My mother said the same when we purchased our first home!

Mine too. My father said I was too busy to manage my only rental and advised me to sell it a year later for the same price I paid for it. Eight years later it is worth 2.5 times what I paid for it. He claims he doesn't remember ever saying that. LOL

 

@Christine Sierra I had 5,000 I was told I could do much with that then to the sheriff sale and got it for 5,000 house needed no fixing I rented it out the week.rent 4 rooms at 500.00 and just repair the kitchen before they move in house is worth 100k

Originally posted by @Junon Celestin :

@Christine Sierra I had 5,000 I was told I could do much with that then to the sheriff sale and got it for 5,000 house needed no fixing I rented it out the week.rent 4 rooms at 500.00 and just repair the kitchen before they move in house is worth 100k

sweet deal! That's awesome 

@Christine Sierra

This is a great post.
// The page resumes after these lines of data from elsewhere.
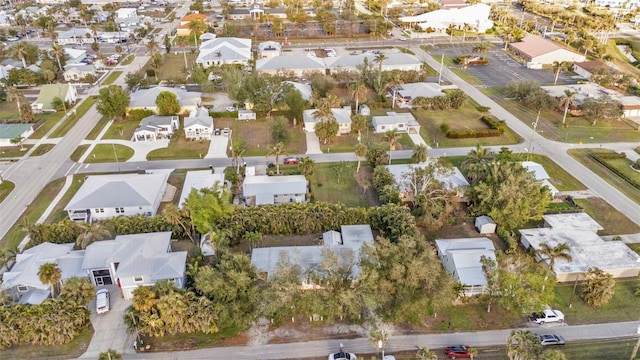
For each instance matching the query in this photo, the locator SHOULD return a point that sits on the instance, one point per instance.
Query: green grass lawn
(583, 156)
(466, 117)
(578, 129)
(6, 187)
(112, 77)
(105, 153)
(73, 118)
(325, 187)
(180, 148)
(613, 221)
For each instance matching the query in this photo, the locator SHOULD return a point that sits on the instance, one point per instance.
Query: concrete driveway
(502, 69)
(110, 332)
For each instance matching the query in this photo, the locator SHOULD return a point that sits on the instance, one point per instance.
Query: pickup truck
(546, 316)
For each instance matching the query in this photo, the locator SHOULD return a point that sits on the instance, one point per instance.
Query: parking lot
(502, 69)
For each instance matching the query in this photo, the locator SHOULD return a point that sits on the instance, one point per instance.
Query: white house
(462, 259)
(103, 197)
(538, 50)
(341, 115)
(156, 127)
(587, 249)
(134, 260)
(263, 189)
(198, 125)
(401, 122)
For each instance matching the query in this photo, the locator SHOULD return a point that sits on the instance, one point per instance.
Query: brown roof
(533, 46)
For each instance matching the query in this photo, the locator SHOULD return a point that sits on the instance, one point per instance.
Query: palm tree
(568, 100)
(391, 136)
(361, 151)
(560, 251)
(558, 67)
(50, 274)
(357, 91)
(276, 150)
(420, 154)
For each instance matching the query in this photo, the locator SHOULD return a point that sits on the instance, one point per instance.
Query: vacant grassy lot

I’m a newbie too, only 2 rentals going to look at possible househack this weekend.

Best advice so far “keep emotions out of the purchase due your diligence, stick to the numbers”
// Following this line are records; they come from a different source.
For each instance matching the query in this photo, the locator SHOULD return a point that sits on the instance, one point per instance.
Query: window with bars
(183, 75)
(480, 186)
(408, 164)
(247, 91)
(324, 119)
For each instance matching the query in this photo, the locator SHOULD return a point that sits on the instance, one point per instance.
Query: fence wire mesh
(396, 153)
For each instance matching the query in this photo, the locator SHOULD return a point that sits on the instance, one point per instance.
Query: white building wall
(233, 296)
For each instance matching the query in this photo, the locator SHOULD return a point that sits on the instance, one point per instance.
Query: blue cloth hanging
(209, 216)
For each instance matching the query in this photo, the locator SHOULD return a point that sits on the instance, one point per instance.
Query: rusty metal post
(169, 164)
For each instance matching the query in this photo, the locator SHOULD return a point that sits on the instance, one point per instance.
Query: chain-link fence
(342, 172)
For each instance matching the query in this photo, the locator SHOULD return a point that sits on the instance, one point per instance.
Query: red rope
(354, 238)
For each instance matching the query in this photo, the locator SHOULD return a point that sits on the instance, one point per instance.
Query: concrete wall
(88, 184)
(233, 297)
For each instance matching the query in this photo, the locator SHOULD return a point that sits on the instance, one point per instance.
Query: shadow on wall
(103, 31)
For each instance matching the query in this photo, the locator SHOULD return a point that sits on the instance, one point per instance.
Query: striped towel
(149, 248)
Worst advice "real estate is more risky than my 401k just work and save money"

Not best advice but best learning by observation. My father invested in real estate by a college campus one property at a time over 30 years. He probably spent about $500,000 total over that time. But he laughed all the way to the bank when an investor came in and gave him 5 million for his property to do a big multi use development.

Worst advice: My mother is holding some money of mine and keeps discouraging me from investing it in another deal or several deals because her bank is offering .04% interest.
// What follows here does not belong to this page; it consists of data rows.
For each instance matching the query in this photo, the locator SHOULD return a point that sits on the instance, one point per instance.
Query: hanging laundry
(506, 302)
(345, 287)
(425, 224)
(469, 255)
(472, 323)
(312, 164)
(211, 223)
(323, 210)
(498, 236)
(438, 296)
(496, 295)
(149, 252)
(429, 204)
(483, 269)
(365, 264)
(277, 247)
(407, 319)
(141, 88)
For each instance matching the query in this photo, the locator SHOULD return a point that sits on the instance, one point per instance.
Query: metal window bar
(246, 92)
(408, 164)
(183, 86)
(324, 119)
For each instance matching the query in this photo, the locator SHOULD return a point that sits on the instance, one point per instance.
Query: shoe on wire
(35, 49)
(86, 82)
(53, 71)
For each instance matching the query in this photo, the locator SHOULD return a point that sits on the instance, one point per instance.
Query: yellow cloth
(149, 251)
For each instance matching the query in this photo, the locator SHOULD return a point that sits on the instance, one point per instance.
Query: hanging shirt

My parents are still married so I can’t figure out her mindset.

Alecia

Originally posted by @Zach Gring :

@Christine Sierra

This is a great post. I’m a newbie too, only 2 rentals going to look at possible househack this weekend.

Best advice so far “keep emotions out of the purchase due your diligence, stick to the numbers”

Worst advice "real estate is more risky than my 401k just work and save money"

 That is great advice. It's so easy to get caught up in the heat of the negotiation and to just want to win. Especially strong at in person auctions. You start to do mental gymnastics to justify the extra few thousand and it becomes a very slippery slope. Figure out your max number beforehand and stick to it!

It's unfortunate @Todd Pultz had to go through that experience.  

Touching upon Todd's point regarding insurance. As an insurance agent I see a lot of real estate investors picking up houses or properties for cheap and don't want to insure them for replacement cost and want to insure them for actual cash value and insure the property for a very low dollar amount on the property (sometimes just enough to cover the loan amount or what they put into the property if it's a cash purchase). One thing to remember is what cost x amount 5 - 10 years ago isn't going to be the same amount.

I would say reviewing your insurance and your property values on a yearly basis is extremely important especially if you don't insure them for replacement cost.

At the time of a loss it would be very frustrating for an investor to not have the purchasing power for a similar property in present day as they did 5 years ago due to the value of real estate increasing in the location.  In western PA we have seen a huge spike in property values compared to just 5 years ago.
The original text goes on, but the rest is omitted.